Live streaming (SSE)
Subscribe to a running job via Server-Sent Events on /v1/client/runs/{run_id}/stream. Frame kinds: telemetry, command, alarm, attack_step, defense_alert, heartbeat, close.
curl -N \ -H "Authorization: Bearer $RADMAH_API_KEY" \ "https://api.radmah.ai/v1/client/runs/$RUN_ID/stream" # Reconnect with ring-buffer replay: curl -N -H "Authorization: Bearer $RADMAH_API_KEY" \ "https://api.radmah.ai/v1/client/runs/$RUN_ID/stream?replay_history=true"
Deep-dive references
- Engine architecture — three-tier dispatch, a broad library of building blocks, and the determinism guarantee.
- Bundle contents — every artifact the customer receives, its format, and how to download it through the SDK.
- Commands stream — row schema, the four
write_sourceroles, baseline cadences, and a worked customer example. - Validation Gate — the four scoring dimensions (schedule, protocol, physics, label), their thresholds, and the structural checks that block degraded data from release.
- Protocol reference — Modbus TCP, OPC-UA, BACnet/IP, MQTT, DNP3, and IEC 61850 stack details, default port map, and address conventions.

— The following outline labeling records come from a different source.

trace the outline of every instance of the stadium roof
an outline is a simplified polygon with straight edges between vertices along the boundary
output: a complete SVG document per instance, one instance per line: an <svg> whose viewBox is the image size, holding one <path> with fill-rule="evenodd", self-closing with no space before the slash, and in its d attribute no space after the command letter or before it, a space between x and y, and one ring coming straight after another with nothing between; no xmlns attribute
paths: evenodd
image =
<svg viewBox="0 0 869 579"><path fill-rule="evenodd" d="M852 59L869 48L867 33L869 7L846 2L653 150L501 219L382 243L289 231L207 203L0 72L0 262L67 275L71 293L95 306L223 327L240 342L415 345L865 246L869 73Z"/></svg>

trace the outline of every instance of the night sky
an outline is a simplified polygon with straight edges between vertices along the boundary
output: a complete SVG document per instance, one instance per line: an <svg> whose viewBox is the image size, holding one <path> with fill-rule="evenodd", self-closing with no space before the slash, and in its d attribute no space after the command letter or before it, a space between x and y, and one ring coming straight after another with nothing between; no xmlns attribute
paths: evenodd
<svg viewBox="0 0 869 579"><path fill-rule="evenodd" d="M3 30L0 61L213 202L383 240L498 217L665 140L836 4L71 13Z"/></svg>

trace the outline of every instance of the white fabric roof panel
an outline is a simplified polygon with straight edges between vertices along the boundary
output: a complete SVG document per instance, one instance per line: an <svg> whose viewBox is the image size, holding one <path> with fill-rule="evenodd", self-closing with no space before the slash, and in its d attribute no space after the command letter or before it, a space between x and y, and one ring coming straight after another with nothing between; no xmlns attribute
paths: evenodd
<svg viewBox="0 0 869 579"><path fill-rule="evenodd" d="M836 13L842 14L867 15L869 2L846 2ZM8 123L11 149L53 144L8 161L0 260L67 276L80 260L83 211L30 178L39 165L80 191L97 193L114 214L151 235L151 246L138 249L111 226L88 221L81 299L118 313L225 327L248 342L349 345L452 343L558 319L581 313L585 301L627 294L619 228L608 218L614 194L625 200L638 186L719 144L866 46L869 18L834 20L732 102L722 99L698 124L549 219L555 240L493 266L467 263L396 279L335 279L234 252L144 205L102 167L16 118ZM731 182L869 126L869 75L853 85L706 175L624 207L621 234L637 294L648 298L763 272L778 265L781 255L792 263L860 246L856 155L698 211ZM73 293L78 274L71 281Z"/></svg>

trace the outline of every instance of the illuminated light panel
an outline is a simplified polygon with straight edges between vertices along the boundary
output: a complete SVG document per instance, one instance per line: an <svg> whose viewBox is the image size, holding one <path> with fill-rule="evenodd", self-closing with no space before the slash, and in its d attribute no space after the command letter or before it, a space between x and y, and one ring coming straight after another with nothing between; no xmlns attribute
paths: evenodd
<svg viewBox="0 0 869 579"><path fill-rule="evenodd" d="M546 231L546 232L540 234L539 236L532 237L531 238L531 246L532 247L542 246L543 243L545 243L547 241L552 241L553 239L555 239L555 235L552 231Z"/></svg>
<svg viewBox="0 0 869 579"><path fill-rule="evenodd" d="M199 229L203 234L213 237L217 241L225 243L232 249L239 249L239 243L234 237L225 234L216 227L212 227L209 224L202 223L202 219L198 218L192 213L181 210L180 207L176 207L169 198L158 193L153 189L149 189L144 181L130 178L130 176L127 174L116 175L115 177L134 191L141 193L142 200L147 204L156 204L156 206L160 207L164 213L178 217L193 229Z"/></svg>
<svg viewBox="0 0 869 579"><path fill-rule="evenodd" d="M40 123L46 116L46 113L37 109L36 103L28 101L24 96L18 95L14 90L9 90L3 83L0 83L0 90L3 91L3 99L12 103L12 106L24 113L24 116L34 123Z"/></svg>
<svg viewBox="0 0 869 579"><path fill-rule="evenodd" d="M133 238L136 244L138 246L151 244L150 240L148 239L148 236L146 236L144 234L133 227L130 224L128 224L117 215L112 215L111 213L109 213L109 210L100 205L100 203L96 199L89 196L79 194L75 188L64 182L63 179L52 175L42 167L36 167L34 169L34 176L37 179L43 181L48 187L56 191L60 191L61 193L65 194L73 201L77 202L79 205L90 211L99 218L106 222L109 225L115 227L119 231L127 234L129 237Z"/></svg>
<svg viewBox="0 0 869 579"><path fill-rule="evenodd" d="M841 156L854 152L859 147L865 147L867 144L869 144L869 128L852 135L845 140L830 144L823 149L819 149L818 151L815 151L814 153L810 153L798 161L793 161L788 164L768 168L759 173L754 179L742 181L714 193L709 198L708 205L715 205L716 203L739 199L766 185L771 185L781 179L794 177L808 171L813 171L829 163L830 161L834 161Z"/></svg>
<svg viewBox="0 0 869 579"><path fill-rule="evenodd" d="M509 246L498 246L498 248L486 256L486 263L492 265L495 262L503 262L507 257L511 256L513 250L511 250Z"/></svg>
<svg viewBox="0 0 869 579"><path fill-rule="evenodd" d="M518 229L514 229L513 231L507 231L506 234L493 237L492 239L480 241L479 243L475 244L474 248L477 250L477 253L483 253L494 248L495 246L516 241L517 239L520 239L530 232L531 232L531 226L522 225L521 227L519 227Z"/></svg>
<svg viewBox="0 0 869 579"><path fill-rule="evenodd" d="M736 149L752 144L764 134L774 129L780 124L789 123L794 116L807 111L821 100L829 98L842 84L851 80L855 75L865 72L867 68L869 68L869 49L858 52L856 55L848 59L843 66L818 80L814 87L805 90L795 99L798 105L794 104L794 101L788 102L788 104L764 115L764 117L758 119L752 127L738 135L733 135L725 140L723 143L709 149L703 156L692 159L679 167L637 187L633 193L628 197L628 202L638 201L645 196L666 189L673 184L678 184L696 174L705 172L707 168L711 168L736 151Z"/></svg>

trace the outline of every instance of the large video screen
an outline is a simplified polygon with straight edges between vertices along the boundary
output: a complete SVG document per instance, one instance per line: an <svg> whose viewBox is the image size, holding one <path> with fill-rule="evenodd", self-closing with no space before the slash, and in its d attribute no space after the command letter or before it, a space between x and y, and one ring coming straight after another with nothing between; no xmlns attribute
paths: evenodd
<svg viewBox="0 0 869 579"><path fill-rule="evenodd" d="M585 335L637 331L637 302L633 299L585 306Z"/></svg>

- ICS Security overlay — how MITRE ATT&CK ICS techniques layer onto a Virtual-SCADA run to produce labelled attack evidence for SOC / IDS training.
Quickstart
from radmah_sdk import RadMah
sdk = RadMah(api_key="...", base_url="https://api.radmah.ai")
job = sdk.jobs.create(
kind="simulate",
engine="virtual_scada",
seed=42,
options={
"description": (
"11 kV distribution substation with two protective relays, "
"one RTU, one breaker, and a metering panel"
),
"total_seconds": 120,
"protocols": ["iec61850", "dnp3", "modbus"],
},
)
# Poll until job.state == "succeeded", then:
artifacts = sdk.list_artifacts(job.id)
for art in artifacts:
body = sdk.download_artifact(job.id, art.id)

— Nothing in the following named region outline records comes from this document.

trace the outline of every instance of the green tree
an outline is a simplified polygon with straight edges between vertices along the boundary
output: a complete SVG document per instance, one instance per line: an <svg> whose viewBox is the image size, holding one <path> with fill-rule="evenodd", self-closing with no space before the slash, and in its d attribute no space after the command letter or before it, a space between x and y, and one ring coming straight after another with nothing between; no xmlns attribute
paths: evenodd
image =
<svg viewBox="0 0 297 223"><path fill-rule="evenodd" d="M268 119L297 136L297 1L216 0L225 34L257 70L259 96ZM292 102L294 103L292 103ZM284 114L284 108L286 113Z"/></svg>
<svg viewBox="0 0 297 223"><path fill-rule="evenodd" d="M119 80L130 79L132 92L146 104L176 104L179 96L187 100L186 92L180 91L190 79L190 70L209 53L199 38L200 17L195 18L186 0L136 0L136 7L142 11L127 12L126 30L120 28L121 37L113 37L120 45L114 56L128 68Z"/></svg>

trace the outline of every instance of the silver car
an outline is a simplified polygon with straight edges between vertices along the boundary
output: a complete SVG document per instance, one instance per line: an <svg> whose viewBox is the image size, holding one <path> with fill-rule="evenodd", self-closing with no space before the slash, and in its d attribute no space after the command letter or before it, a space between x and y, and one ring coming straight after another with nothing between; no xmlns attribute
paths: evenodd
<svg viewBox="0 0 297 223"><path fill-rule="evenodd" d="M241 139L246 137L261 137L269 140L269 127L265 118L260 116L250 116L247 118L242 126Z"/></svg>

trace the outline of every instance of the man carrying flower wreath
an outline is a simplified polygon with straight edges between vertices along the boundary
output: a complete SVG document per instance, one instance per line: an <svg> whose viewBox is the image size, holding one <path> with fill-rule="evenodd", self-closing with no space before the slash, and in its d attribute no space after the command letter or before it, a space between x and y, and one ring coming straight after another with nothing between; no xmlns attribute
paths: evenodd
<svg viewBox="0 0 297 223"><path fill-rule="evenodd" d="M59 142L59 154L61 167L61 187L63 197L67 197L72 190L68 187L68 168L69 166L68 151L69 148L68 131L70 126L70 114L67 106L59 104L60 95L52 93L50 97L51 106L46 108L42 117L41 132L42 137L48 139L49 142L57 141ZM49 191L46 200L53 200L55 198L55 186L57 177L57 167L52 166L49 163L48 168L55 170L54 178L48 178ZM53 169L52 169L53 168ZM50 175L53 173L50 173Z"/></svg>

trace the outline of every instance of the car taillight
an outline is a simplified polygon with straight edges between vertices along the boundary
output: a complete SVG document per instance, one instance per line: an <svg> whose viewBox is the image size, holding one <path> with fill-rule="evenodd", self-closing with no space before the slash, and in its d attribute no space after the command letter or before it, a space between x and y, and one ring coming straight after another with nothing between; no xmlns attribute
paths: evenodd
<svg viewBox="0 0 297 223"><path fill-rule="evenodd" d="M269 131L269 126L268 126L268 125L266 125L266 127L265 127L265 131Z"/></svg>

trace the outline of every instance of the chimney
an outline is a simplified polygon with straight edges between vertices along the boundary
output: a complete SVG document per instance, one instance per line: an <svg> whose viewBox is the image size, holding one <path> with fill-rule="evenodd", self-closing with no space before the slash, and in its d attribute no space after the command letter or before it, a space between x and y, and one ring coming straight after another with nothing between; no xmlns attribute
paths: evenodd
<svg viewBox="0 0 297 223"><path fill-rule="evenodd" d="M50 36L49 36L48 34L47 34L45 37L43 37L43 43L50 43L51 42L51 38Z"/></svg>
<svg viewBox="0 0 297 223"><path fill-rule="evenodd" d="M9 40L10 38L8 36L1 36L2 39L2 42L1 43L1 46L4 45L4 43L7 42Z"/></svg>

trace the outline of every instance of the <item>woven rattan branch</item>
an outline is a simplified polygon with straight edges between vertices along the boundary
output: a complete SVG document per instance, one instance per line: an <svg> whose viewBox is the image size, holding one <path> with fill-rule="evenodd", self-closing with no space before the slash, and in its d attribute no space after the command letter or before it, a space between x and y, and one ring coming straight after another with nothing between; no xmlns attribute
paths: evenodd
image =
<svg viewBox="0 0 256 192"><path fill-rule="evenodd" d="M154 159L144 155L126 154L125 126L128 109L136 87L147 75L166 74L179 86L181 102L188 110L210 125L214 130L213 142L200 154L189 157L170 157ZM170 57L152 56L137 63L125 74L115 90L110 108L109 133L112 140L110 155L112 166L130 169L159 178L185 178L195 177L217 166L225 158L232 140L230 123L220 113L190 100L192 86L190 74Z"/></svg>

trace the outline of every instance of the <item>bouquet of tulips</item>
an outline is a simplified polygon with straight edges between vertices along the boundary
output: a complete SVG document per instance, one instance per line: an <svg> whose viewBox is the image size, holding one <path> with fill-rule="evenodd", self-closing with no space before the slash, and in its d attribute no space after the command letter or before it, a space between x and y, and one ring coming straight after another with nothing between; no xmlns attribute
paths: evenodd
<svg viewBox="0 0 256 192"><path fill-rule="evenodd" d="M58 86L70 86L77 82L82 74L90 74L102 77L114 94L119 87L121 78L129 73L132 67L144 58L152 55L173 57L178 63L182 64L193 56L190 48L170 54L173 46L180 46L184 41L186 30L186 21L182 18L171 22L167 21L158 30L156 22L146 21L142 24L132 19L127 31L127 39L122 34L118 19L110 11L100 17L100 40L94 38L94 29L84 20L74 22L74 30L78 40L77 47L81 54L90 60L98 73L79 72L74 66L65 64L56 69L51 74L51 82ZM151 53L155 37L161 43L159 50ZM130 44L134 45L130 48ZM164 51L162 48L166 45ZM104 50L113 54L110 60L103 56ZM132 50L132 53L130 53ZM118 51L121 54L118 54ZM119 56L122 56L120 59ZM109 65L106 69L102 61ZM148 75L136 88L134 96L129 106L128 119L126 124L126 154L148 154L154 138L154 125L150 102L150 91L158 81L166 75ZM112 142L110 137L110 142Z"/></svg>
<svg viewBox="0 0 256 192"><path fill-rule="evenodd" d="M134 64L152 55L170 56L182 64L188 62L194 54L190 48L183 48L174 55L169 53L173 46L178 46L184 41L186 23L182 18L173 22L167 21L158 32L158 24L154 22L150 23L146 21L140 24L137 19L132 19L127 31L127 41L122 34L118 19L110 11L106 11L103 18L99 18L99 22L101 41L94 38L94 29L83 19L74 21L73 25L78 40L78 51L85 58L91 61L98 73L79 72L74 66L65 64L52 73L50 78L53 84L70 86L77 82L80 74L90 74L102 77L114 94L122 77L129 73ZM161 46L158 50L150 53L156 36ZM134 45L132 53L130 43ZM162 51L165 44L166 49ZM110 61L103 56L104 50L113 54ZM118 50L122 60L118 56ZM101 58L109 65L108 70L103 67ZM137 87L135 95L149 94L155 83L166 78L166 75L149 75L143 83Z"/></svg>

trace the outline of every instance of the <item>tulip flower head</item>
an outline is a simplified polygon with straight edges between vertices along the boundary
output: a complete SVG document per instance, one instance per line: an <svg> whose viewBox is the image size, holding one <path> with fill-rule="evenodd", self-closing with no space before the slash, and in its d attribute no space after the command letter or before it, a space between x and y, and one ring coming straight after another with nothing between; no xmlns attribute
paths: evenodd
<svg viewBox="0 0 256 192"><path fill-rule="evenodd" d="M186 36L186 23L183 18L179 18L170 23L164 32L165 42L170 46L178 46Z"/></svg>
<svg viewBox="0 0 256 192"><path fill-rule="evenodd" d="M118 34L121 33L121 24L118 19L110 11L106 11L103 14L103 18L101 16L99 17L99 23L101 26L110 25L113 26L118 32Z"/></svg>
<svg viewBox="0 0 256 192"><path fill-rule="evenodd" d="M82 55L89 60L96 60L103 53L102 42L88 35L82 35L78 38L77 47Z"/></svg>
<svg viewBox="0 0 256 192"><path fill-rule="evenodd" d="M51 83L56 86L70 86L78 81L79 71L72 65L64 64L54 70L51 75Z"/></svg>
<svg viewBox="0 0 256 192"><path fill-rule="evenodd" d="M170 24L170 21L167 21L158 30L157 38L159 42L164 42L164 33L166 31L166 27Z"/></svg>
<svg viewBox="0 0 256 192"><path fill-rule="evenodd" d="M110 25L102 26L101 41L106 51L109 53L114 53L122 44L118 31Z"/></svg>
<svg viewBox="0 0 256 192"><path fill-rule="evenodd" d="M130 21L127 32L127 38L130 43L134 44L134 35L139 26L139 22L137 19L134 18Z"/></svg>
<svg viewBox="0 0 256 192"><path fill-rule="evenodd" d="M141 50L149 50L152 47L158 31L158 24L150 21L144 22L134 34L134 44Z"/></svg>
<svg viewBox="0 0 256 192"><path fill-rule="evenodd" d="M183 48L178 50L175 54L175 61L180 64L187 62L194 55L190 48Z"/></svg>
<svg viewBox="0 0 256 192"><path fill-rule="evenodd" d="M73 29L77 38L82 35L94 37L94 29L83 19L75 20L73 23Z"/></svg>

open(art.name, "wb").write(body if isinstance(body, bytes) else body.encode())Enterprise tier
Enterprise deployments get container-isolated Virtual PLC simulation with Docker isolation, real-time-capable Linux scheduling, and live OT protocol servers on deterministic ports — suitable for true hardware-in-the-loop IDS realism. See Deployment Models.